I am a firm believer that everything and everyone you meet in life has a lesson to teach you. Therefore, with regards to him, I always wondered what the purpose of meeting him was? What were the lessons I was suppose to learn? For the past two years, I have been constantly asking myself this questions. But I could never seem to get an answer. No inkling, no hint of what 'Oh-great-lesson' that needed two years of my life to learn.
Yesterday, I finally had a revelation.
Maybe this two-year experience was meant to mature me.
Depression, anxiety and PTSD was something that I had vaguely heard of, but never had any intention to voluntarily understand. Sure, I empathize with people who go through this sort of mental illness but I never thought much of it. When I met him, it was the first time I had any sort of interactions with someone dealing with depression and PTSD.
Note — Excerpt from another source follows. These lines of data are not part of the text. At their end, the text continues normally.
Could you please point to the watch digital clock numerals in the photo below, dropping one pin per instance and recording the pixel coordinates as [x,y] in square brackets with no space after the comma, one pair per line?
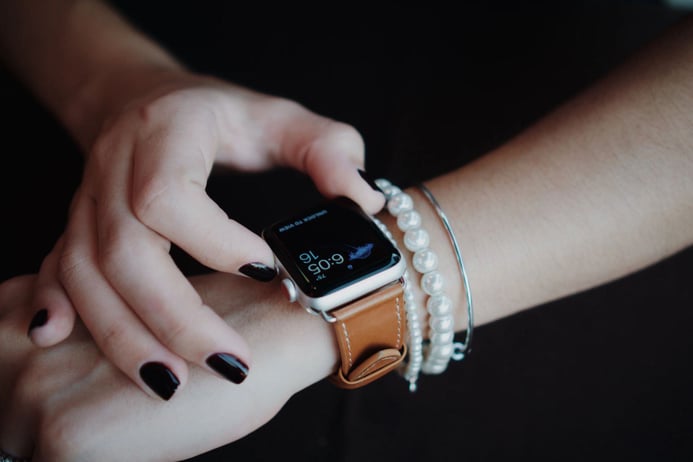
[317,265]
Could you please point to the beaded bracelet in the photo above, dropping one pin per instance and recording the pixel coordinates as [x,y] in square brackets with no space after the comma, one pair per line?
[460,349]
[439,306]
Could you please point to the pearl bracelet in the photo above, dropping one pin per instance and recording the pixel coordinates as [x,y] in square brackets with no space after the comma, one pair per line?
[440,348]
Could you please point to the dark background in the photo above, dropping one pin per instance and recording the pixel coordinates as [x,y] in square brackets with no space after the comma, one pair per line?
[604,375]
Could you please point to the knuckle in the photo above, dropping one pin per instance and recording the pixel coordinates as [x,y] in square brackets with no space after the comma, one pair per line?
[175,334]
[70,267]
[152,196]
[115,338]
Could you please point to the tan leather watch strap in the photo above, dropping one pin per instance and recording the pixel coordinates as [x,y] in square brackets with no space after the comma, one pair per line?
[370,334]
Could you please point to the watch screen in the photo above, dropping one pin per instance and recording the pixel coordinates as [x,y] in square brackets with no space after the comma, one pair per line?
[329,246]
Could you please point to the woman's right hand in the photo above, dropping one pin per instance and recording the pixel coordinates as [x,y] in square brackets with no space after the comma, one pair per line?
[68,402]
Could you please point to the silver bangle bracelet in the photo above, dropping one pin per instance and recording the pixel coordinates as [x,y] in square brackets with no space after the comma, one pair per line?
[461,349]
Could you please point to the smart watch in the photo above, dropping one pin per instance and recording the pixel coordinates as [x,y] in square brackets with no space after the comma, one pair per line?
[334,260]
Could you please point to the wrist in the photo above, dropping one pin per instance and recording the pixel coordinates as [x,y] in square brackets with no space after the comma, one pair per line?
[440,245]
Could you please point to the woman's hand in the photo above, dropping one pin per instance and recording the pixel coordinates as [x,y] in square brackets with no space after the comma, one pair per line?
[144,188]
[68,402]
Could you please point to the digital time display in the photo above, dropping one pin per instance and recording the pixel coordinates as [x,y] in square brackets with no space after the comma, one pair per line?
[329,246]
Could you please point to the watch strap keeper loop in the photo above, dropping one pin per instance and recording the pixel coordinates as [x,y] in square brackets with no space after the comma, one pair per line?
[370,333]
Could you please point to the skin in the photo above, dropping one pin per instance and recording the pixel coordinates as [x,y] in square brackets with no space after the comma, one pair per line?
[600,188]
[152,131]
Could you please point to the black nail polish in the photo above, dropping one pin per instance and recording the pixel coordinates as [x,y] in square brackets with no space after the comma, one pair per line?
[39,319]
[371,182]
[160,379]
[229,366]
[258,271]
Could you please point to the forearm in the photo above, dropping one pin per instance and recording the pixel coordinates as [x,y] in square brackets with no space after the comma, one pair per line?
[598,189]
[80,58]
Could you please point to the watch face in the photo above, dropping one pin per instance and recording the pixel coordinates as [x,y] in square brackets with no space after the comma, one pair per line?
[331,246]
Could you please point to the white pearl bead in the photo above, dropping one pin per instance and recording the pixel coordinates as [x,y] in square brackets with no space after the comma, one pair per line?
[417,339]
[424,261]
[413,316]
[434,369]
[439,305]
[416,239]
[432,282]
[400,202]
[444,324]
[416,350]
[408,220]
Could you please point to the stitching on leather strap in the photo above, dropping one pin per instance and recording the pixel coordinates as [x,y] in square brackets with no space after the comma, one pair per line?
[376,365]
[348,342]
[399,323]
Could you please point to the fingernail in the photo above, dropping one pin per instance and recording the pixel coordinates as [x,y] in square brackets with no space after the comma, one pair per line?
[160,379]
[258,271]
[371,182]
[229,366]
[39,319]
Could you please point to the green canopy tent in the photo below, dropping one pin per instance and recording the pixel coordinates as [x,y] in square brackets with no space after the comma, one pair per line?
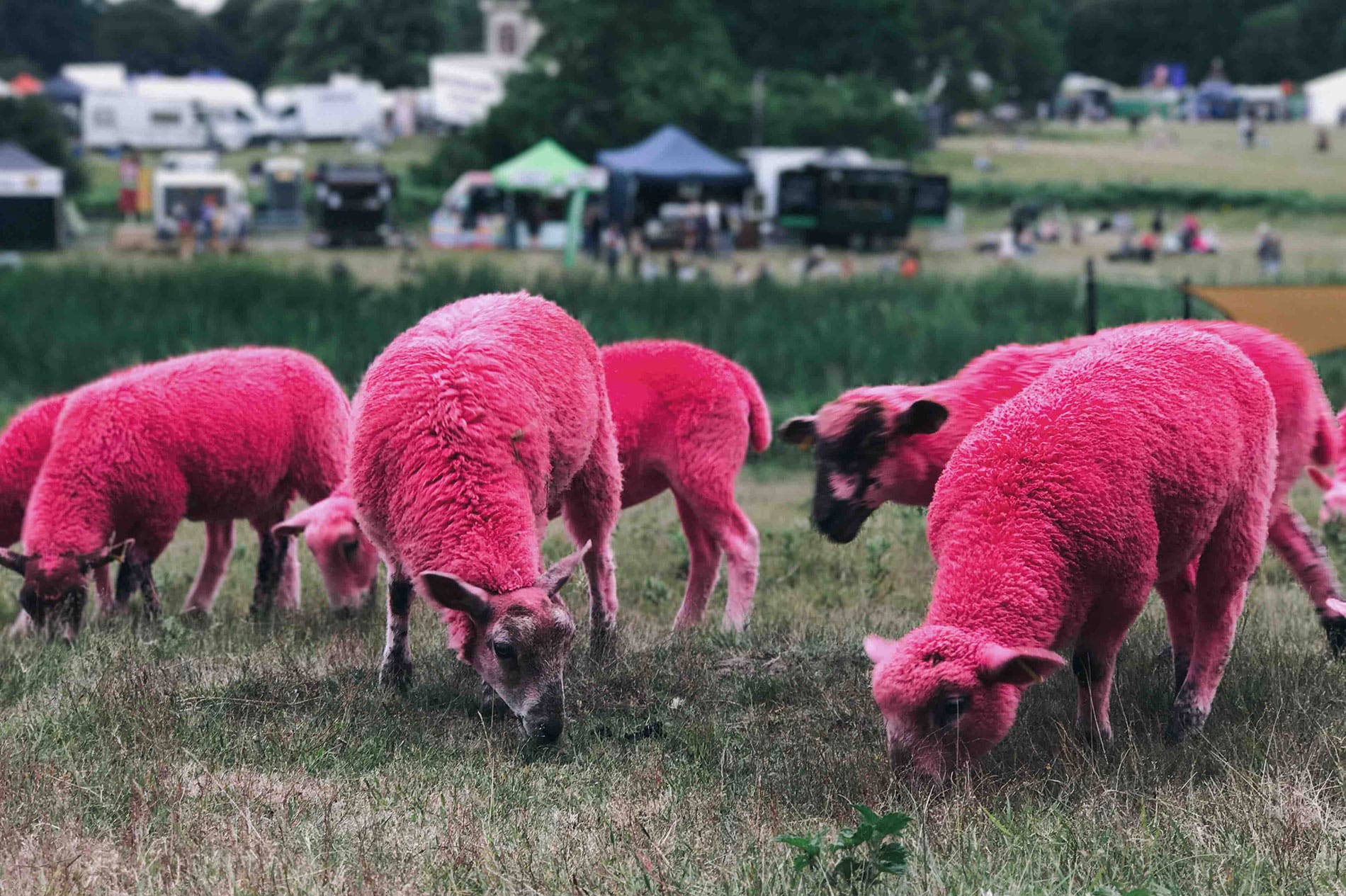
[548,169]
Obviously, I was ill-equipped. How do you comfort someone with depression? How do you talk to someone with PTSD? When do you know if their depression is going to act up or is acting up? For that matter, do you even call it "acting up"?
The first time he had an episode, we didn't talk for 2 months. When we got around to talking, he vaguely told me what happened and then we sort of swept everything under the rug and continued as per normal. Having no experience dealing with depression, I didnt know what to ask as well. What questions were considered okay, while others were considered too much? Do I ask sensitive questions and risk a relapse? Everything I wanted to ask or wanted to say, I had to think twice. Many times, they were left unasked, unsaid.
Since then, we have gone through a couple of episodes, which i learnt, some people called it 'Disassociation'. Through it all, I became very understanding. Like all girls, i have my insecurities when it comes to relationships. Often times our female brains are just hard wired to overthink every single piece of information. "If he says this does he actually mean that?" "What does it mean when he does this or says that?"
The old me would have questioned him. The old me would have voiced out all of my insecurities. But through him, i really learnt that, these mindless overthinking are so, so trivial. So of un-importance. When faced with bigger issues like depression and PTSD and suicides, really, a lot of things that you once felt was important, pales in comparison. A lot of childish overthinking sheds away, and from there, you really am able to see your relationship at its most raw state.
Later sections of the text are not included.